County council-run heritage sites expected to become self-funding in two years

Lincolnshire County Council offices in Lincoln. Photo: Rob Foulkes EMN-150915-141818001
Lincolnshire County Council offices in Lincoln. Photo: Rob Foulkes EMN-150915-141818001

Lincolnshire’s visitor attractions are being urged to take charge of their finances and become self sufficient as the county council seeks to balance the books faced with funding cuts.

The council’s Executive committee has approved plans that will allow its heritage service to explore new ways to make money and sustain the service for the future.

Previously, money made by the attractions has gone back into the corporate pot and heritage has been given a budget. The new model will mean that the service keeps everything it makes in order to fund its activities. The service will have a target to fund itself by 2018.

Coun Nick Worth, executive member for culture and heritage, insists this is not about leaving the county’s visitor attractions to sink or swim. He said: “It’s an exciting time for the heritage service. This new way of working is more commercially savvy. It will mean more freedom to generate income and the ability to reinvest income back into heritage.

“The council’s budget position is not going to improve. We’ve got an estimated budget shortfall of £74m over the next three years, on top of the £145m we’ve cut from the budget since 2010. It’s right that the heritage service plays its part.

“By giving the heritage service a target to fund itself, we’re saving the taxpayer money and keeping the attractions open.”

The main county council run heritage sites are: Gainsborough Old Hall, Lincoln Castle, The Collection, The Usher Gallery, Battle of Britain Memorial Flight visitor centre, Lincolnshire Archives and the Museum of Lincolnshire Life. A council spokesman said there is no suggestion of closures at this stage but they will all be closely monitored and reviewed.
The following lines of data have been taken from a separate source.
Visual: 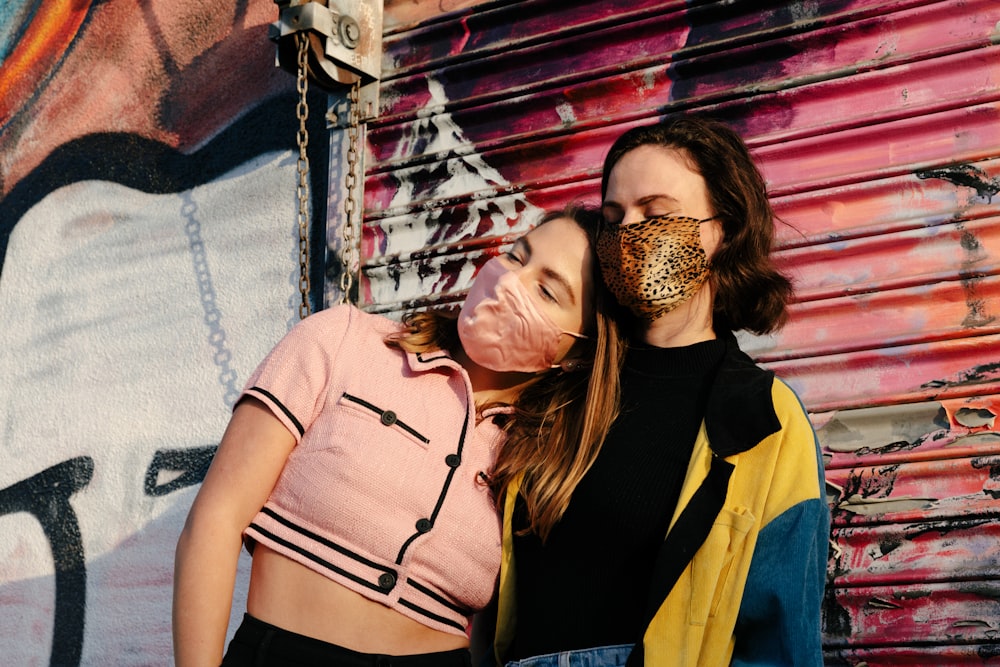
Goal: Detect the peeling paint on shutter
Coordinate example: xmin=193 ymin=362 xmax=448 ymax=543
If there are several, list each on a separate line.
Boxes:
xmin=349 ymin=0 xmax=1000 ymax=661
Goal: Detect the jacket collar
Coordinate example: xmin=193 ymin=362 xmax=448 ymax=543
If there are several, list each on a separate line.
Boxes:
xmin=405 ymin=348 xmax=515 ymax=417
xmin=406 ymin=348 xmax=460 ymax=373
xmin=702 ymin=333 xmax=781 ymax=458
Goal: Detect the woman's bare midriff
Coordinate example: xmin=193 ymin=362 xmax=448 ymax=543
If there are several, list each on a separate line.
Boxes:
xmin=245 ymin=544 xmax=470 ymax=654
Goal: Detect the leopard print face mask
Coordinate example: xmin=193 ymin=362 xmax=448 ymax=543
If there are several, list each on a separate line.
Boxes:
xmin=596 ymin=214 xmax=713 ymax=321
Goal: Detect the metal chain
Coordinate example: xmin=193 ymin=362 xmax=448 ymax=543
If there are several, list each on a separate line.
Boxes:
xmin=296 ymin=33 xmax=312 ymax=319
xmin=339 ymin=79 xmax=362 ymax=304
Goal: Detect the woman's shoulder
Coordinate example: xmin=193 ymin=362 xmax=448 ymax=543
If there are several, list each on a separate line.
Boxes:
xmin=300 ymin=304 xmax=404 ymax=337
xmin=768 ymin=376 xmax=812 ymax=424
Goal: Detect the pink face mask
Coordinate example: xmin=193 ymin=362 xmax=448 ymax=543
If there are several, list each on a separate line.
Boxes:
xmin=458 ymin=257 xmax=587 ymax=373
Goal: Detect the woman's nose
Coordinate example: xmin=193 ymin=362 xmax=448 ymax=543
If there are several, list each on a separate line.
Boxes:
xmin=497 ymin=261 xmax=529 ymax=285
xmin=512 ymin=266 xmax=533 ymax=288
xmin=506 ymin=265 xmax=540 ymax=294
xmin=619 ymin=210 xmax=645 ymax=226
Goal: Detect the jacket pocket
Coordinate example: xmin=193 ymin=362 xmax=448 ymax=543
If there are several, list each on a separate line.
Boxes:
xmin=337 ymin=392 xmax=431 ymax=448
xmin=689 ymin=506 xmax=756 ymax=626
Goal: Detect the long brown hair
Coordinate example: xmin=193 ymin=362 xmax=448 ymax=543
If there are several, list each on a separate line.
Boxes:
xmin=388 ymin=205 xmax=625 ymax=541
xmin=601 ymin=115 xmax=793 ymax=334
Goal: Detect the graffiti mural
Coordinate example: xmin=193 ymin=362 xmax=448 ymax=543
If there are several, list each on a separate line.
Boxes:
xmin=0 ymin=0 xmax=337 ymax=663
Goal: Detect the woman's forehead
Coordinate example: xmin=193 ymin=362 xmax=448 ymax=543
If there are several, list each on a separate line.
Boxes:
xmin=607 ymin=146 xmax=710 ymax=210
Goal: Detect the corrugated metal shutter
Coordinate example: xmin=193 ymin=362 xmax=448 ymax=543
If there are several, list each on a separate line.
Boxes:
xmin=348 ymin=0 xmax=1000 ymax=661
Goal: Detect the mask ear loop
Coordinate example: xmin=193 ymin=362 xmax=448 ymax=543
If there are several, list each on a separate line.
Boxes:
xmin=554 ymin=330 xmax=591 ymax=372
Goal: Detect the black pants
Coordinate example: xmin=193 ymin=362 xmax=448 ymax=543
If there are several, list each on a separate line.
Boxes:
xmin=221 ymin=614 xmax=473 ymax=667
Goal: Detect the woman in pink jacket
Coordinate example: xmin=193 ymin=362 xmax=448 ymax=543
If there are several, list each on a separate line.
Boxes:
xmin=172 ymin=205 xmax=624 ymax=667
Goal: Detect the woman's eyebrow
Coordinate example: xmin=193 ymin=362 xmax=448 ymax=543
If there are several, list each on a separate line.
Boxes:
xmin=513 ymin=237 xmax=531 ymax=255
xmin=602 ymin=194 xmax=680 ymax=215
xmin=518 ymin=234 xmax=576 ymax=305
xmin=637 ymin=194 xmax=682 ymax=207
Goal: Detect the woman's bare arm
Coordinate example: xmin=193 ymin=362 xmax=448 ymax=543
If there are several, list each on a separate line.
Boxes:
xmin=172 ymin=398 xmax=296 ymax=667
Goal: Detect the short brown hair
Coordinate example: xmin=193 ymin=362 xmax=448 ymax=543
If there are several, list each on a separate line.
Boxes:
xmin=602 ymin=115 xmax=792 ymax=334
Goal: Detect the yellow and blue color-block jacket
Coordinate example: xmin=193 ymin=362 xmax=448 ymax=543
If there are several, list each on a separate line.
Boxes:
xmin=494 ymin=339 xmax=830 ymax=666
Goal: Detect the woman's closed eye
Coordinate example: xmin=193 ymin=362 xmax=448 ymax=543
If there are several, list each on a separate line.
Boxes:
xmin=645 ymin=207 xmax=680 ymax=220
xmin=536 ymin=282 xmax=558 ymax=303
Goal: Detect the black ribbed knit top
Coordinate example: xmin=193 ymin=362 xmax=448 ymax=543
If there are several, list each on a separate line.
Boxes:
xmin=509 ymin=338 xmax=726 ymax=658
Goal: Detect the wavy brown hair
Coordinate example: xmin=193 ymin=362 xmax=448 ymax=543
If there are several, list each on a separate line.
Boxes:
xmin=388 ymin=205 xmax=624 ymax=541
xmin=601 ymin=115 xmax=793 ymax=334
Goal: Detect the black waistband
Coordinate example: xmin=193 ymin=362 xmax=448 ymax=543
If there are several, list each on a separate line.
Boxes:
xmin=223 ymin=614 xmax=472 ymax=667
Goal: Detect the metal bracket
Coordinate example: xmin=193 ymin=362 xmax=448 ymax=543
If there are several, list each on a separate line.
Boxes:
xmin=269 ymin=0 xmax=382 ymax=123
xmin=326 ymin=87 xmax=378 ymax=129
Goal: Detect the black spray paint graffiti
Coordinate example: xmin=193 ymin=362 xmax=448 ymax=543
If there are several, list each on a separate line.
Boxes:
xmin=0 ymin=449 xmax=214 ymax=666
xmin=916 ymin=163 xmax=1000 ymax=202
xmin=916 ymin=163 xmax=1000 ymax=340
xmin=145 ymin=445 xmax=217 ymax=496
xmin=0 ymin=457 xmax=93 ymax=667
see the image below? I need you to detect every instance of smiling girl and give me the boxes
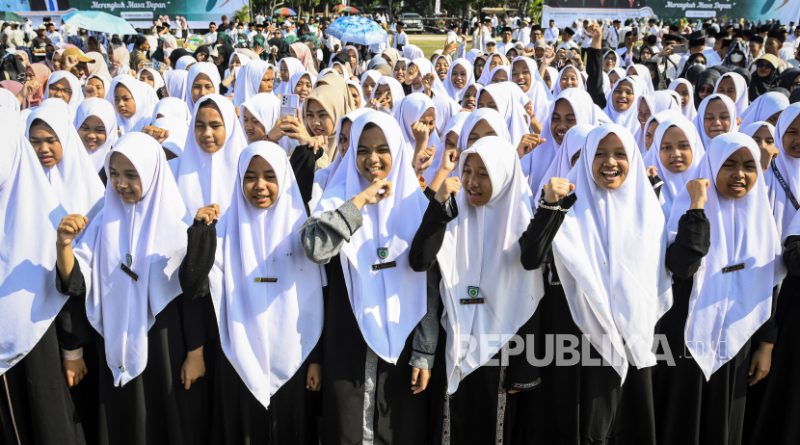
[26,99,104,217]
[74,98,119,174]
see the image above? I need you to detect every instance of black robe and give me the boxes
[516,196,656,445]
[744,235,800,445]
[408,196,541,444]
[319,255,444,445]
[0,319,87,445]
[173,144,325,444]
[56,259,208,445]
[178,220,316,445]
[654,209,770,445]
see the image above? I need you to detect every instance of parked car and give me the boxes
[397,12,424,33]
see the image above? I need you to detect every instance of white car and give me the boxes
[397,13,424,33]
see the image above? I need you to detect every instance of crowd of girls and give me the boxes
[2,20,800,445]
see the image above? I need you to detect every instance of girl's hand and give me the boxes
[748,342,773,386]
[63,357,88,387]
[411,367,431,394]
[414,145,436,176]
[352,179,393,208]
[180,346,205,390]
[306,363,321,391]
[57,215,89,247]
[434,177,461,204]
[194,204,220,225]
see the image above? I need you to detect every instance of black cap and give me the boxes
[689,37,706,48]
[563,27,575,35]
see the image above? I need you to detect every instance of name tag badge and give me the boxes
[372,261,397,271]
[120,263,139,281]
[460,286,485,305]
[254,277,278,283]
[721,263,745,274]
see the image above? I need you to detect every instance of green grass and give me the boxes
[408,34,448,58]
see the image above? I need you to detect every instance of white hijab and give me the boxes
[184,62,222,110]
[164,69,189,99]
[312,110,428,364]
[627,64,655,95]
[714,72,750,117]
[0,88,19,111]
[137,67,165,91]
[175,55,197,70]
[668,78,698,120]
[552,65,586,96]
[176,94,248,215]
[479,82,529,147]
[524,88,604,201]
[456,108,511,150]
[511,56,554,122]
[108,76,159,134]
[232,60,274,107]
[0,110,68,375]
[44,70,84,118]
[26,99,104,217]
[534,124,594,201]
[393,92,437,145]
[766,102,800,238]
[275,57,305,96]
[693,93,738,150]
[437,136,544,394]
[369,76,406,113]
[425,111,470,185]
[310,108,372,210]
[666,132,785,380]
[208,141,324,408]
[74,97,119,173]
[552,124,673,382]
[651,116,706,217]
[739,91,788,128]
[604,77,642,136]
[74,132,191,386]
[152,96,191,126]
[443,58,474,102]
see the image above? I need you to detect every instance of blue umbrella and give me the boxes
[62,10,137,35]
[326,16,387,46]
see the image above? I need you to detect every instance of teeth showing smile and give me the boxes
[601,169,620,177]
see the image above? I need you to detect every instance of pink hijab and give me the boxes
[26,63,51,108]
[290,42,318,76]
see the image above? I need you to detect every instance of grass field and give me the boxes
[407,33,448,57]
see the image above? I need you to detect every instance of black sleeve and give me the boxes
[409,197,458,272]
[55,261,93,350]
[409,267,443,369]
[518,194,576,270]
[585,47,607,108]
[783,235,800,276]
[665,209,710,279]
[290,144,324,206]
[179,219,218,350]
[179,219,217,300]
[649,174,664,198]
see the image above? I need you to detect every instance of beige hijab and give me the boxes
[305,83,353,168]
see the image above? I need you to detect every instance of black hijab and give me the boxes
[749,56,781,101]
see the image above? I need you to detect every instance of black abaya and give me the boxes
[516,198,656,445]
[56,262,207,445]
[654,209,754,445]
[744,236,800,445]
[0,322,87,445]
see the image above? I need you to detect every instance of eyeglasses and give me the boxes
[49,85,72,95]
[756,62,773,70]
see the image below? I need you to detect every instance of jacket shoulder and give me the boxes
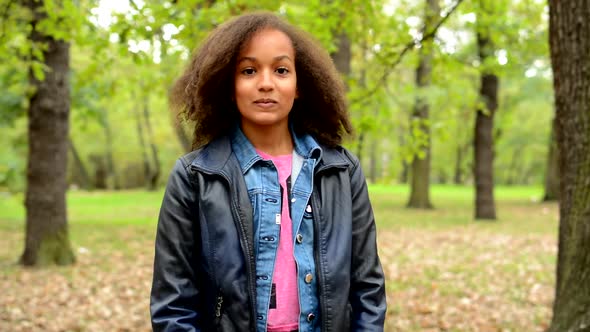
[321,145,360,171]
[178,149,204,168]
[340,146,361,169]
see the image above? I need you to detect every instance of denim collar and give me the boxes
[230,125,323,175]
[190,127,350,175]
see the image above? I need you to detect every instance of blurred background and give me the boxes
[0,0,569,331]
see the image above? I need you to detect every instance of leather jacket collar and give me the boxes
[190,133,351,176]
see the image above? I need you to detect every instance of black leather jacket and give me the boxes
[150,135,386,331]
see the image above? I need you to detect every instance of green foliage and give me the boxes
[0,118,27,192]
[0,0,554,192]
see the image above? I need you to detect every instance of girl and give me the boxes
[150,12,386,332]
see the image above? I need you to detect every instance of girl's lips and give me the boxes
[254,99,277,108]
[254,98,277,103]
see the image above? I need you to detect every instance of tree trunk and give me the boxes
[369,137,378,183]
[135,94,151,188]
[143,95,160,191]
[543,116,559,201]
[356,131,364,164]
[474,22,498,220]
[90,154,108,189]
[331,29,364,169]
[330,32,351,86]
[407,0,439,209]
[99,110,119,189]
[68,138,91,190]
[547,1,590,331]
[453,146,462,185]
[136,110,152,184]
[453,143,469,185]
[505,147,523,185]
[20,0,75,266]
[354,37,370,166]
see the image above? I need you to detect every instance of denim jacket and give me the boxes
[231,128,321,332]
[150,129,387,331]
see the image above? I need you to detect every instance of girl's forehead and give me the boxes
[239,28,294,54]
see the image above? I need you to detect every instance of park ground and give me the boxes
[0,185,557,331]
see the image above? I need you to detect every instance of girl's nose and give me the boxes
[257,70,273,91]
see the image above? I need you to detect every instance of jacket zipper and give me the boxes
[214,291,224,329]
[215,294,224,318]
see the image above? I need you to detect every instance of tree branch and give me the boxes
[350,0,465,106]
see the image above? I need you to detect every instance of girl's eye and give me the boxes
[276,67,289,75]
[241,68,255,75]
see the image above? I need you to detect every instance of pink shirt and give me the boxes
[257,150,299,332]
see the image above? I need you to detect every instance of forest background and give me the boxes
[0,0,552,194]
[3,0,583,331]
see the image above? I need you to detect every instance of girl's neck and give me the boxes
[241,122,293,156]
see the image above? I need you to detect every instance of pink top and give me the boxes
[257,150,299,332]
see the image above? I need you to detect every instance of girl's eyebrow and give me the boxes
[237,55,293,64]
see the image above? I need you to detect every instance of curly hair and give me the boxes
[170,11,353,149]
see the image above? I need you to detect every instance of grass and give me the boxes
[0,184,555,230]
[0,185,558,332]
[0,190,164,227]
[370,184,557,235]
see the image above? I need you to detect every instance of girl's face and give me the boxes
[234,28,297,132]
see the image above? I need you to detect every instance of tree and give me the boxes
[20,0,75,266]
[407,0,440,209]
[68,137,92,190]
[473,0,499,220]
[134,86,161,190]
[547,0,590,330]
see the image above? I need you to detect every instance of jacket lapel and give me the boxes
[189,136,255,258]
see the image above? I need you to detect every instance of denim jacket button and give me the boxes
[307,313,316,321]
[304,273,313,284]
[296,234,303,244]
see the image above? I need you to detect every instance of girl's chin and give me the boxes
[240,115,290,128]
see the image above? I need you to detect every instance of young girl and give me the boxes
[150,12,386,332]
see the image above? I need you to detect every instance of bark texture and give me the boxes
[21,0,75,266]
[407,0,439,209]
[548,1,590,331]
[474,25,498,220]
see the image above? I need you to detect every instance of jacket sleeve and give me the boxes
[348,157,387,331]
[150,158,202,332]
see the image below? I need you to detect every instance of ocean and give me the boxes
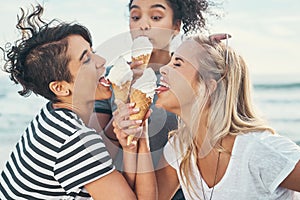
[0,73,300,169]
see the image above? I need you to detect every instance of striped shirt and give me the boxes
[0,102,114,199]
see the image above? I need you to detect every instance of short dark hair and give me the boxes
[1,5,93,102]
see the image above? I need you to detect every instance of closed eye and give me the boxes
[173,56,184,67]
[174,63,181,67]
[83,56,91,64]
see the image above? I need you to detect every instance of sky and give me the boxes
[0,0,299,77]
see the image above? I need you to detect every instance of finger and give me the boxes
[130,60,144,69]
[119,119,143,129]
[143,109,152,121]
[122,126,143,137]
[113,102,137,118]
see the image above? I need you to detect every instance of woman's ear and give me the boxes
[173,20,181,34]
[49,81,70,97]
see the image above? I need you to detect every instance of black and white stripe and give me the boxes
[0,102,114,199]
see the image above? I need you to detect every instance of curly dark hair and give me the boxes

The income raised will be shared among all the sites.

Nicole Hilton, communities commissioner, said: “This is an opportunity to look at things differently to keep our heritage service running. We’ve got a high quality offer and we’ve seen what can be achieved in the last 18 months, particularly at Lincoln Castle. We’re already on the radar for national companies, galleries and museums, who are approaching us more and more about significant exhibitions and events. I’m confident with the expertise we have in our service, and the quality of the attractions, we have a fighting chance of meeting our target to make enough money to fund ourselves by 2018.”